Après 40 ans de travail, sans repos, on t'a rappelé en France pour te reposer. Ça, tu ne connaissais pas, mais je pense que tu l'as pris aussi avec beaucoup de courage.

Tu aimais rire et raconter des histoires, des histoires vraies, de ta vie de tous les jours : tes ennuis, tu les tournais en histoires pour rire. Nous étions quelques confrères, « voisins », mais séparés les uns des autres, par 100 à 200 km. On ne vivait pas en communauté : trop loin. On reconstituait à l'occasion la communauté, en se retrouvant pour quelques jours.
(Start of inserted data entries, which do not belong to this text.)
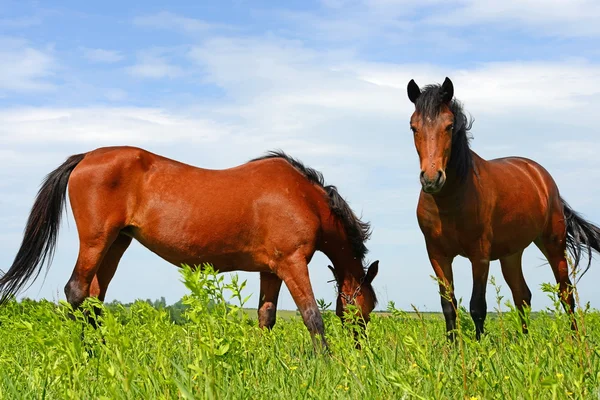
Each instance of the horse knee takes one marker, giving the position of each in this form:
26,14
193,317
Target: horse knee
75,293
313,321
448,309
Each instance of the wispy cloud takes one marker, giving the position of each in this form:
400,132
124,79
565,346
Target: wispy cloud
102,55
20,22
154,64
97,126
170,21
24,68
571,18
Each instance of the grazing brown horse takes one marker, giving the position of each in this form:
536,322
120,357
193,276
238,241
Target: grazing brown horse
487,210
269,215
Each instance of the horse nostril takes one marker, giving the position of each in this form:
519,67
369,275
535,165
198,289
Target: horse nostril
438,181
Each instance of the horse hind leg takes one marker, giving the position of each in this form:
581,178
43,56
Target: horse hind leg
270,285
92,252
553,247
108,266
513,275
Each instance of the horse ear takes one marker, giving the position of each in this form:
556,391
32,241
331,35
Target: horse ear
372,272
447,90
332,271
413,91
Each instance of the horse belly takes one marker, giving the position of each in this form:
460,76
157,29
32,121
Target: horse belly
514,236
195,243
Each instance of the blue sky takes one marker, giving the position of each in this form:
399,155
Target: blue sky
214,84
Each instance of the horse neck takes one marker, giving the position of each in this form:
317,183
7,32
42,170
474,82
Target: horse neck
456,187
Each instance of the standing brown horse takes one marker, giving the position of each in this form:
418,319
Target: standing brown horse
269,215
487,210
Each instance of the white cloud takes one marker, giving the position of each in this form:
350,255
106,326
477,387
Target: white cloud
153,64
102,55
24,68
561,17
103,126
167,20
20,22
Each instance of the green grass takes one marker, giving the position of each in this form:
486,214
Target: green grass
220,352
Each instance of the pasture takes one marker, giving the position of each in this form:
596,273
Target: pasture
219,352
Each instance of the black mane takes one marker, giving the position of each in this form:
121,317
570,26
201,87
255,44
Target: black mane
429,105
358,232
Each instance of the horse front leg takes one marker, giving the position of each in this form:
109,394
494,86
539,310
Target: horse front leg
442,267
270,285
478,305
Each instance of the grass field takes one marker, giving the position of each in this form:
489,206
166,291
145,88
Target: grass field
219,352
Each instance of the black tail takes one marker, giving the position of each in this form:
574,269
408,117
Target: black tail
581,236
41,231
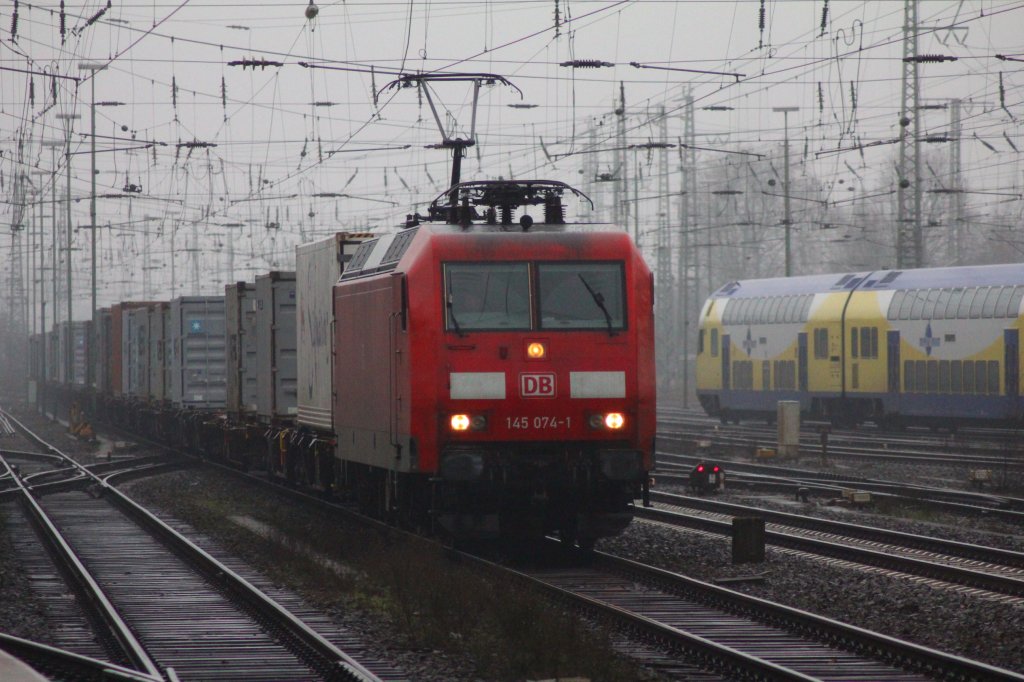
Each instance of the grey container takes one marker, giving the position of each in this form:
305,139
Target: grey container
317,267
198,363
135,352
240,320
101,356
72,361
158,351
276,341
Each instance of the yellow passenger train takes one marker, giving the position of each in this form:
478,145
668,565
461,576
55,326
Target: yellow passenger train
937,346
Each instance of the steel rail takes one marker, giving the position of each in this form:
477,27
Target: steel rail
898,652
907,540
955,574
87,586
58,664
324,655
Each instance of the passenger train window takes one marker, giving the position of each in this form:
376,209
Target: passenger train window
931,298
806,312
968,376
943,376
907,304
993,296
978,302
941,304
920,298
480,296
965,306
582,295
820,343
895,303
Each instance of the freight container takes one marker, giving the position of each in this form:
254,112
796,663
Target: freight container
52,355
198,358
168,350
135,352
318,265
240,316
101,354
157,312
275,346
74,351
116,347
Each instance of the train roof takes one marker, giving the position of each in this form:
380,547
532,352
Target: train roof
384,253
931,278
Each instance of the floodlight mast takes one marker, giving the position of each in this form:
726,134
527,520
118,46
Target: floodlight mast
457,144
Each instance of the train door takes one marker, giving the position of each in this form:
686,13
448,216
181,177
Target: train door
892,359
802,361
726,377
1011,341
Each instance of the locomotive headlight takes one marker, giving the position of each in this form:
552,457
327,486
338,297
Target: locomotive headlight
614,420
536,350
468,422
On jouait aux cartes, et si les derniers temps ta vue baissait, tu voyais encore assez bien pour voir nos petites ... erreurs, avouons : nos petites tricheries. On se délassait, on priait aussi, un peu. Surtout on se racontait nos petites histoires de chaque jour, histoires drôles, parfois pas si drôles... Mais on riait bien et beaucoup : quelle joie de se retrouver ainsi !

Cher Timo, te voilà parti pour ton dernier voyage. Je pense qu'à ton arrivée au ciel, on entendra des voix, tes amis du Cameroun: « Voilà Timo qui arrive » et tu répondras par ton grand rire, joyeux, éclatant.